The second concerns the pros and cons of having ‘as with the territory’ fixed delegate groups. This question (as for the remaining ones) was answered by Jan Hackfeld, stating that in general the groups of delegates imply less decentralization by increasing the likelihood of attacks by the collusion of many delegates. The current voting system provides a high incentive for delegates to form groups, which is why a proportional voting system has been proposed.
The third question concerns the possible repercussions on the individual active delegates changing every 4 to 6 months. Jan replied that, while social dynamics are difficult to predict, as regards the effects on the network / blockchain, if the new active delegates have similar productivity and are honest, there should be no impact on it.
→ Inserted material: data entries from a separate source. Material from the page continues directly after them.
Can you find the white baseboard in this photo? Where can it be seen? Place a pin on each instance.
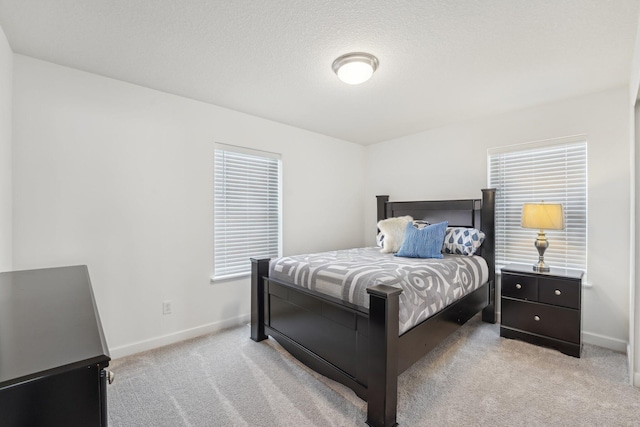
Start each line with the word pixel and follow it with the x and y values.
pixel 137 347
pixel 614 344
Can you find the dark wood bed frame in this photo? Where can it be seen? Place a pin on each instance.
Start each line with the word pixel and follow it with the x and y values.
pixel 361 348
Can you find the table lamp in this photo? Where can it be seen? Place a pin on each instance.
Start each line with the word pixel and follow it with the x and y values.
pixel 542 216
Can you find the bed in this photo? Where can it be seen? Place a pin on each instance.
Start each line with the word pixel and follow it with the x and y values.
pixel 363 347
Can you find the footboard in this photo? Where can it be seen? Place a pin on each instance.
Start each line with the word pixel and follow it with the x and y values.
pixel 341 341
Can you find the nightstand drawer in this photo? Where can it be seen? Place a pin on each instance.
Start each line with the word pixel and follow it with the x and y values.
pixel 559 292
pixel 555 322
pixel 522 287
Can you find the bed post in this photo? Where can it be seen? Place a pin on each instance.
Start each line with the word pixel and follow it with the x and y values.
pixel 382 387
pixel 382 208
pixel 259 269
pixel 487 225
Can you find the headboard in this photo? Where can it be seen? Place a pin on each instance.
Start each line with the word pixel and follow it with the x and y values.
pixel 476 213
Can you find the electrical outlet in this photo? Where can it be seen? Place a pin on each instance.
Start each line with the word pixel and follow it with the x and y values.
pixel 166 307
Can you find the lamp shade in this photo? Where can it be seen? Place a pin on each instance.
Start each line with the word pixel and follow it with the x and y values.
pixel 543 216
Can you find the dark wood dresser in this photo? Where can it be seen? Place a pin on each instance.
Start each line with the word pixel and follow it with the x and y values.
pixel 542 308
pixel 53 353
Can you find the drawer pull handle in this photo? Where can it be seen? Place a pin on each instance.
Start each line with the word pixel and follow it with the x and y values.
pixel 110 377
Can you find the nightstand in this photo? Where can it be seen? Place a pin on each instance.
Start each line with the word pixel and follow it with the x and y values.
pixel 542 308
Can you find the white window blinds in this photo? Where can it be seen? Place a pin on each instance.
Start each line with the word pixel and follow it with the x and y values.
pixel 531 173
pixel 246 210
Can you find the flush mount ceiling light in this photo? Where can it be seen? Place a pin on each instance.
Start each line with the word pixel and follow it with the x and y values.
pixel 355 68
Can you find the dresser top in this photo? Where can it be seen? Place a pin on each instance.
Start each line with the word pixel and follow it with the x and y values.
pixel 555 272
pixel 48 323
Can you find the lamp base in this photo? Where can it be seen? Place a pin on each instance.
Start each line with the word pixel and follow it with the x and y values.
pixel 541 245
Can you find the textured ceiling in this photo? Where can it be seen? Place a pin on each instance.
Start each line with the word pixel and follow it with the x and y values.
pixel 441 61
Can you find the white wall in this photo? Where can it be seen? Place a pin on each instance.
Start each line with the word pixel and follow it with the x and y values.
pixel 450 162
pixel 634 288
pixel 120 177
pixel 6 205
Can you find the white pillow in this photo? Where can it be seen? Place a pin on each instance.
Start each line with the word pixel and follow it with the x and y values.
pixel 393 231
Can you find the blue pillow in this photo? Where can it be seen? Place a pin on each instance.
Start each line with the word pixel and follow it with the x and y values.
pixel 423 243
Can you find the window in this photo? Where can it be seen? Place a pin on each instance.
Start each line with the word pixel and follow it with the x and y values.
pixel 551 171
pixel 246 209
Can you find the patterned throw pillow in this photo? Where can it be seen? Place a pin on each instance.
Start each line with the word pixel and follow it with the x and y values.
pixel 462 241
pixel 392 230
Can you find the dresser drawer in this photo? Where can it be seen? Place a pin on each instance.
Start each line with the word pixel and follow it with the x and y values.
pixel 561 292
pixel 555 322
pixel 522 287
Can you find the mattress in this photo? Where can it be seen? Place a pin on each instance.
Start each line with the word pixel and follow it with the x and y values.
pixel 428 285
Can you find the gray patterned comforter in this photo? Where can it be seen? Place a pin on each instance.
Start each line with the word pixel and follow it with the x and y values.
pixel 429 285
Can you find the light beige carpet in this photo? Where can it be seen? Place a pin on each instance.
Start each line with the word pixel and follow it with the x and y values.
pixel 474 378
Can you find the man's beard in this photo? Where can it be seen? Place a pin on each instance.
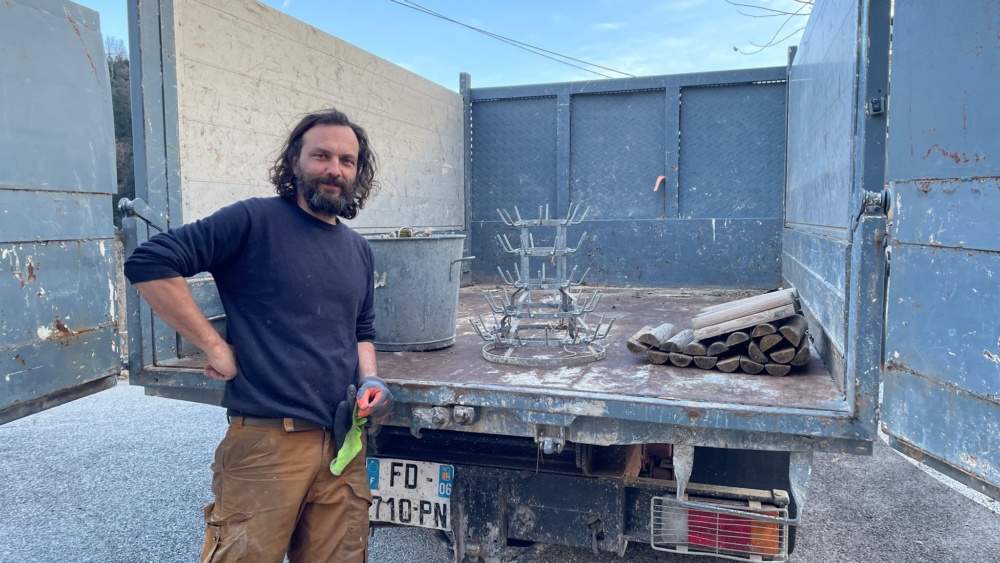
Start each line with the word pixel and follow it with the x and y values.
pixel 341 205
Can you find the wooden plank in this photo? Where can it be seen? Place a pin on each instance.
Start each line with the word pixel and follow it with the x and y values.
pixel 695 348
pixel 735 303
pixel 794 329
pixel 717 348
pixel 802 354
pixel 658 336
pixel 657 356
pixel 744 307
pixel 680 360
pixel 729 364
pixel 678 341
pixel 753 350
pixel 755 319
pixel 778 370
pixel 784 354
pixel 750 366
pixel 737 338
pixel 764 329
pixel 636 347
pixel 705 362
pixel 770 341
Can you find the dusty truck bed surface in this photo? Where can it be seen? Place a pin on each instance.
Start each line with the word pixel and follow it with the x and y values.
pixel 620 372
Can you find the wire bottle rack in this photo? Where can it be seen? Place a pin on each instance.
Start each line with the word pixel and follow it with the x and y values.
pixel 553 330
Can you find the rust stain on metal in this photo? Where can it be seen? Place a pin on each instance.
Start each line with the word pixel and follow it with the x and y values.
pixel 959 158
pixel 92 66
pixel 61 328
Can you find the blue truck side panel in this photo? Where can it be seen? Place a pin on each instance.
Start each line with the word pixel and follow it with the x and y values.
pixel 58 326
pixel 718 140
pixel 942 378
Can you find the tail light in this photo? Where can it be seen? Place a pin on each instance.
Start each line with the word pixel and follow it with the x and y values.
pixel 686 530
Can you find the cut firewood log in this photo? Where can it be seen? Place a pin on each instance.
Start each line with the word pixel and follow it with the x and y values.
pixel 743 307
pixel 755 354
pixel 695 349
pixel 680 360
pixel 718 348
pixel 636 347
pixel 635 344
pixel 778 370
pixel 737 338
pixel 729 364
pixel 658 336
pixel 794 329
pixel 750 366
pixel 748 321
pixel 802 354
pixel 658 356
pixel 783 355
pixel 770 341
pixel 705 362
pixel 678 341
pixel 763 329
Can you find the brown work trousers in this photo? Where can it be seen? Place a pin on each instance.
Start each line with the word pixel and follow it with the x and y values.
pixel 274 493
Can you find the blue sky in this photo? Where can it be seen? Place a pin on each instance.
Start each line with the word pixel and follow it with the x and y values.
pixel 640 37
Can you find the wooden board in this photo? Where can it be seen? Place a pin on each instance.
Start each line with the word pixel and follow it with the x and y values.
pixel 743 308
pixel 659 335
pixel 755 319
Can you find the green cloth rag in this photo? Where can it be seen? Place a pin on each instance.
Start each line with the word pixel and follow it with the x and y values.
pixel 351 447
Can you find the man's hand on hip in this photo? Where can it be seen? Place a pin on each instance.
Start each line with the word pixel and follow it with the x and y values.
pixel 374 398
pixel 221 363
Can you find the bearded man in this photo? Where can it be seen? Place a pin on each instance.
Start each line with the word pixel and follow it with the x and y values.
pixel 298 290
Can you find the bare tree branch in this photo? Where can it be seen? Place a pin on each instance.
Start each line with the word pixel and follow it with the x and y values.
pixel 778 12
pixel 772 41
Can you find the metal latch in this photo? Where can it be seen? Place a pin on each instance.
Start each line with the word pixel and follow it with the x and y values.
pixel 138 208
pixel 596 528
pixel 876 106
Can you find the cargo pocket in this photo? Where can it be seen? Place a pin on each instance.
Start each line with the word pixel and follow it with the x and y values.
pixel 225 537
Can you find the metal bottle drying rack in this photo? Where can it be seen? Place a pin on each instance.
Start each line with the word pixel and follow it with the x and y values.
pixel 558 324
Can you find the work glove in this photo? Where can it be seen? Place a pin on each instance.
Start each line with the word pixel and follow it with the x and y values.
pixel 374 398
The fourth question concerns the repercussions that fewer groups of delegates would bring. The answer was that, since the security guarantees of a blockchain usually depends on the honesty of a part of stakeholders (delegates, miners), having a decentralized network with many different stakeholders is important because it reduces the chances that they violate the security assumptions.
In the penultimate question Tesla369 asks whether there are currently LIPs in favor of a dynamic delegate system. Jan replies that if on the one hand they want to encourage a decentralized system and make it easier for new delegates to be voted among the active delegates (for the reasons expressed above), on the other he doesn’t think it’s a good idea to force the system of delegated to be dynamic because this would mean limiting the time a delegate can stay active at 4 months. This way, since people cannot be mapped into accounts, a person could create a new one after 4 months and push voters to change their vote.
The last question concerns the percentage of standby delegate wallets have had outbound / send type transactions within the last 4 to 6 months, which was obviously answered to consult Lisk Explorer regarding an example of standby delegates. For complete statistics, instead, you need to use the API of Lisk Core.